Several years ago the term Leveraged Buyout, (“LBO”), was frequently used in connection with acquisitions. Companies would buy control of another company (hopefully an asset), using borrowed funds. If the leverage was positive, the increase in value of the asset would be greater than the cost of the borrowed funds and the acquiring entity’s return would be amplified.
For example, a manufacturing firm is considering purchasing a new machine for $250,000. The new machine will produce a new line of goods which the company believes will generate a profit of $75,000. If the firm has $250,000 of cash available, purchases the machine with the cash (100% equity, no leverage), the return on equity will be 30%. That is, a $75,000 return divided by the $250,000 cash investment.
Using financial leverage, the firm’s banker offers to provide a $125,000 loan to finance 50% of the investment at a rate of interest of 12%.
The business can now purchase the machine with $125,000 cash and $125,000 debt. The return on the total investment is unchanged (30%).
But now, return on the cash investment (because only $125,000 has been used, not $250,000) has increased by 18 percent to 48 percent.
The debt will cost $15,000 per annum in interest expense and will reduce the $75,000 profit to $60,000. However, dividing the profit of $60,000 by only $125,000 drives return on cash to 48%. (This example ignores income tax effect.)
The return on equity has risen even when the company has replaced equity dollars originally earning a 30 percent return with relatively expensive debt dollars costing 12 percent.
Financial leverage is a powerful amplifier. But amplifiers themselves are rather stupid. They do only that-amplify. Whatever ever you’re doing, profitable or not, financial leverage will magnify the result. If the leveraged asset produces less return than the cost of the borrowed funds, the firm’s losses will corkscrew downward at a head-spinning rate.
In a high growth economy or industry, leverage is generally a good thing; particularly when the borrowed money is used to finance fixed assets (plant), that will produce an unattended cash flow stream. This was the case in the cable television boom of the late 70’s and early 80’s.
Unfortunately and with too little foresight, entrepreneurs attempted to repeat this model in the telecommunications industry during the mid-to-late 90’s. For a variety of reasons, the cash flow stream did not materialize. Therefore the borrowers who built the plant had highly amplified expense requirements.
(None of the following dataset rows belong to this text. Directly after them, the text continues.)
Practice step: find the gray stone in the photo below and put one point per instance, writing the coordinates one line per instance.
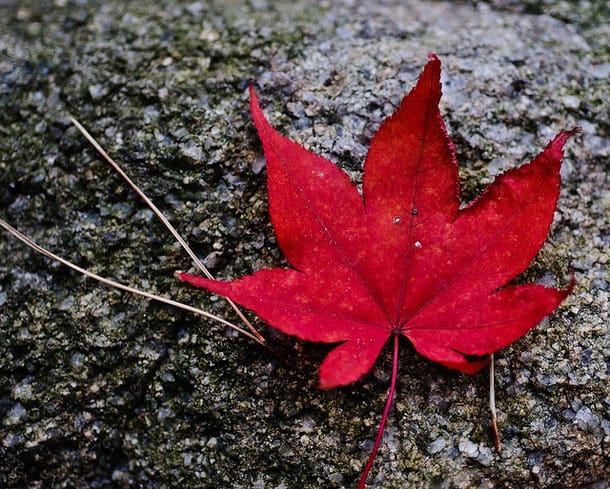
(103, 389)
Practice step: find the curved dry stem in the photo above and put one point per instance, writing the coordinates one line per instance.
(492, 407)
(164, 220)
(111, 283)
(384, 417)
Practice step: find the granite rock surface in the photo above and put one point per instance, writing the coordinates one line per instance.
(104, 389)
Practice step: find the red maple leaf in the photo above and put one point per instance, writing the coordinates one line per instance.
(402, 258)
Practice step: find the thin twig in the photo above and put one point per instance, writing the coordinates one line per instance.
(117, 285)
(384, 417)
(492, 407)
(164, 220)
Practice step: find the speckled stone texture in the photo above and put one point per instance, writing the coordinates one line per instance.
(102, 389)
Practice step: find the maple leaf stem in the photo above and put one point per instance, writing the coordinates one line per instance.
(384, 417)
(43, 251)
(492, 407)
(165, 221)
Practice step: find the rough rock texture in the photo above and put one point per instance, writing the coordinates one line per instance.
(103, 389)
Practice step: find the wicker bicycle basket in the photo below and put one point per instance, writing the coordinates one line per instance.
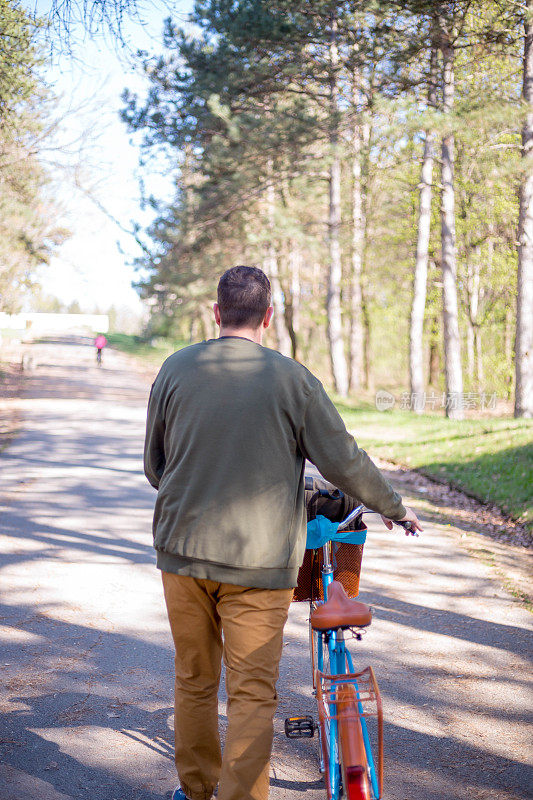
(346, 558)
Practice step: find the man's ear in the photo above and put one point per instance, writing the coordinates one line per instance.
(268, 317)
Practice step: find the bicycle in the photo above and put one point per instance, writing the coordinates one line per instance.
(346, 698)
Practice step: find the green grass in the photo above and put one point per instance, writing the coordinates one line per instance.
(154, 354)
(491, 459)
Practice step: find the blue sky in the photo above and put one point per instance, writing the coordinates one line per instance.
(94, 265)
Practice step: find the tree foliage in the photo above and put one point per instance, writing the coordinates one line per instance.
(253, 102)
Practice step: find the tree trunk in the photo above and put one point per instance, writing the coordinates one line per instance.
(524, 306)
(480, 375)
(333, 303)
(434, 355)
(272, 270)
(473, 288)
(508, 349)
(293, 308)
(367, 360)
(358, 242)
(416, 344)
(452, 342)
(470, 357)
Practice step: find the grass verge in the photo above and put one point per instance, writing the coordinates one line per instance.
(490, 459)
(153, 353)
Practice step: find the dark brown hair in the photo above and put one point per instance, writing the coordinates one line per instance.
(243, 297)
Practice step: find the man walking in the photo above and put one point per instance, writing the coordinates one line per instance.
(230, 424)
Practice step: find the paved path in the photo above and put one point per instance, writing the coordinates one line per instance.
(86, 657)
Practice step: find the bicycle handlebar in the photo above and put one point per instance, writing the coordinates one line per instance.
(407, 525)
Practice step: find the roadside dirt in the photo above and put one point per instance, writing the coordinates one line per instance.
(501, 543)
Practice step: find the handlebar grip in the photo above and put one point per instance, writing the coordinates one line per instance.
(407, 525)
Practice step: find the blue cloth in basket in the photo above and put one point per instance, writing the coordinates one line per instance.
(321, 530)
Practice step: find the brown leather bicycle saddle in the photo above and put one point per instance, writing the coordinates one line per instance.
(339, 611)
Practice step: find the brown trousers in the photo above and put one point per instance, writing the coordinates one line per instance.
(252, 622)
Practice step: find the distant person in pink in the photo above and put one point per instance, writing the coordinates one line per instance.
(100, 342)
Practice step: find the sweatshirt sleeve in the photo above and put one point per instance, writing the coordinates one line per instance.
(324, 440)
(154, 443)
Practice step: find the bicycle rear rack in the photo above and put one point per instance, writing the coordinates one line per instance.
(350, 698)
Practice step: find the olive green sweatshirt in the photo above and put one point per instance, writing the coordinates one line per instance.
(230, 424)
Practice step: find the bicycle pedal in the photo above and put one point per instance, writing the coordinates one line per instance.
(300, 727)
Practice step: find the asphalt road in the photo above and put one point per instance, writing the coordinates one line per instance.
(86, 655)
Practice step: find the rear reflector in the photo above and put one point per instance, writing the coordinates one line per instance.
(357, 785)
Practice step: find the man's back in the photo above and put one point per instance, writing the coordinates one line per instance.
(230, 488)
(230, 424)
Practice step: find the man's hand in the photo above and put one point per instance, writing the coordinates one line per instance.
(410, 516)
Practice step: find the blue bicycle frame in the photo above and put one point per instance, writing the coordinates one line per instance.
(341, 663)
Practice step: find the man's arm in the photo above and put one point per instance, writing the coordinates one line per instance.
(154, 443)
(324, 440)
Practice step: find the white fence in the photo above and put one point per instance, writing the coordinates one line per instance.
(33, 323)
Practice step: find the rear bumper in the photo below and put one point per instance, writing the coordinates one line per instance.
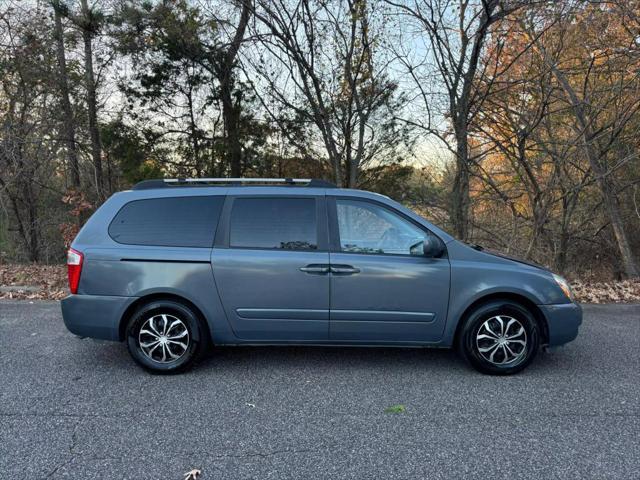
(563, 322)
(94, 316)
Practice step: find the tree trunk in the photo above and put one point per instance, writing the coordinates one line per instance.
(94, 133)
(63, 85)
(460, 192)
(231, 117)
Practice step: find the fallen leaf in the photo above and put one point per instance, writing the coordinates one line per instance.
(192, 474)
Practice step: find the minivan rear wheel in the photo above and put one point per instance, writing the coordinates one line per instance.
(499, 338)
(164, 336)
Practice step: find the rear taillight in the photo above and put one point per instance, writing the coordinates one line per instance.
(74, 268)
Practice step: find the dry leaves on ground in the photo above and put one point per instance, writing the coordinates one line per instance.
(51, 283)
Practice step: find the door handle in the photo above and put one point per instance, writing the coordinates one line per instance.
(319, 269)
(344, 269)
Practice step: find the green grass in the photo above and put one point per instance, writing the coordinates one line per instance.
(395, 409)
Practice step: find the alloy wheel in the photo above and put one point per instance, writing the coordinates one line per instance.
(502, 340)
(164, 338)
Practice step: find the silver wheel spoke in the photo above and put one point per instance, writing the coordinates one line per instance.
(171, 354)
(164, 338)
(517, 334)
(173, 342)
(499, 319)
(488, 349)
(488, 337)
(180, 335)
(152, 325)
(487, 327)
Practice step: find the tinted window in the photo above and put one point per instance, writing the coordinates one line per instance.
(281, 223)
(368, 228)
(169, 222)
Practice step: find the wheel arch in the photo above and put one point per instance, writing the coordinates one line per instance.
(514, 297)
(146, 299)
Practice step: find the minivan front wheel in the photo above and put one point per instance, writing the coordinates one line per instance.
(164, 336)
(499, 338)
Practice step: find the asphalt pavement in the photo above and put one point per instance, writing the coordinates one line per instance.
(81, 409)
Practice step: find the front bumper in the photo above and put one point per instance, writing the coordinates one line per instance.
(563, 322)
(95, 316)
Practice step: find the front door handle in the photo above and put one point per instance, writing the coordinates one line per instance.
(317, 268)
(344, 269)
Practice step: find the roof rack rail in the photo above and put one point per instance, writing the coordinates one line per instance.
(203, 182)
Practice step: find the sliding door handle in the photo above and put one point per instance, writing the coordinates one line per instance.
(318, 269)
(344, 269)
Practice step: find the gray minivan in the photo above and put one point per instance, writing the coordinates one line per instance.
(173, 266)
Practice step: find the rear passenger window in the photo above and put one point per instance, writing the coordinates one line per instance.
(168, 222)
(276, 223)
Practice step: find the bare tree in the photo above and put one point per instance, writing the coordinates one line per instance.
(456, 34)
(601, 116)
(318, 64)
(68, 121)
(89, 23)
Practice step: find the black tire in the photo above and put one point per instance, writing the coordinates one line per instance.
(172, 311)
(477, 351)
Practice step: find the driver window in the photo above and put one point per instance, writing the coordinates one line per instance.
(368, 228)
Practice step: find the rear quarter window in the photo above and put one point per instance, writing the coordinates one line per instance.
(168, 222)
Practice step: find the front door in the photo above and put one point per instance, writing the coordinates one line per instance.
(383, 289)
(271, 268)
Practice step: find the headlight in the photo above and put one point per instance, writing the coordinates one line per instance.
(564, 286)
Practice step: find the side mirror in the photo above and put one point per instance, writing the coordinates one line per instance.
(432, 247)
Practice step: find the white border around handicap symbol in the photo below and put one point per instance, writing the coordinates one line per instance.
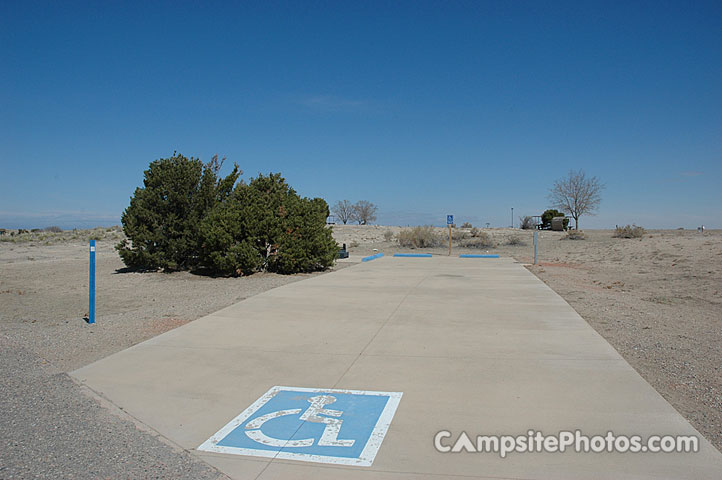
(365, 459)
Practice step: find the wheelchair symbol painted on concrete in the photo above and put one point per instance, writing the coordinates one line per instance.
(296, 423)
(329, 437)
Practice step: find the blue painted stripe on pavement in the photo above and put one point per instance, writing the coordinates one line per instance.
(372, 257)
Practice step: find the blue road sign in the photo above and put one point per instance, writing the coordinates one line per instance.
(315, 425)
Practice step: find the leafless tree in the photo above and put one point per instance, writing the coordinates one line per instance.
(343, 211)
(576, 194)
(364, 212)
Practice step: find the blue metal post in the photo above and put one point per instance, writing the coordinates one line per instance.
(536, 245)
(91, 283)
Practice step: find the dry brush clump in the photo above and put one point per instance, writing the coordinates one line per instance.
(574, 235)
(527, 223)
(515, 240)
(629, 231)
(420, 237)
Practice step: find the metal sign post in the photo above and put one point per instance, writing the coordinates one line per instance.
(449, 222)
(91, 284)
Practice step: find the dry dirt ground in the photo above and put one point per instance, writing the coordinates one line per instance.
(657, 300)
The result was the telecom implosion of 2000.
When analyzing a particular company for potential investment, the “Debt Ratio,” (total debt divided by total assets) and the “Debt to Equity Ratio,” (total debt divided by equity), are important indicators of long-term solvency and risk.
Another application of financial leverage is called “Margin.” Most commonly used in stock market and futures trading, Margin is the amount of money your broker will loan on a given purchase.
For example, many brokerage houses will loan 50 percent of the purchase price of a security. When positive financial leverage is in play this is good news for the investor.
However, using borrowed funds amplifies both gains and losses. You can lose more funds than you deposit in the margin account. A decline in the value of securities that are purchased on margin may require you to provide additional funds to the firm that has made the loan.
Futures, such as gold contracts, and options are even more highly leveraged instruments requiring only a small amount of money, or margin. For example, to control a great deal of gold, the initial margin on a 100 ounce gold contract (with a value of approximately $39,000) is only $2,340. Interest expense on margin loans today is approximately 0.75 percent to 3 percent. But again, leverage cuts both ways.
After you have bought or sold a futures contract, the price of the contract can go either up or down. If you start to lose money on the position you have, then you will be required to post variation or maintenance margin. If this happens, a margin call will be made requesting (more like demanding) that you deposit additional funds to keep your account within certain prescribed limits.
What’s the bottom line on financial leverage? If the underlying object of leverage performs well, so will you. If the asset is fails, the loss will be accelerated.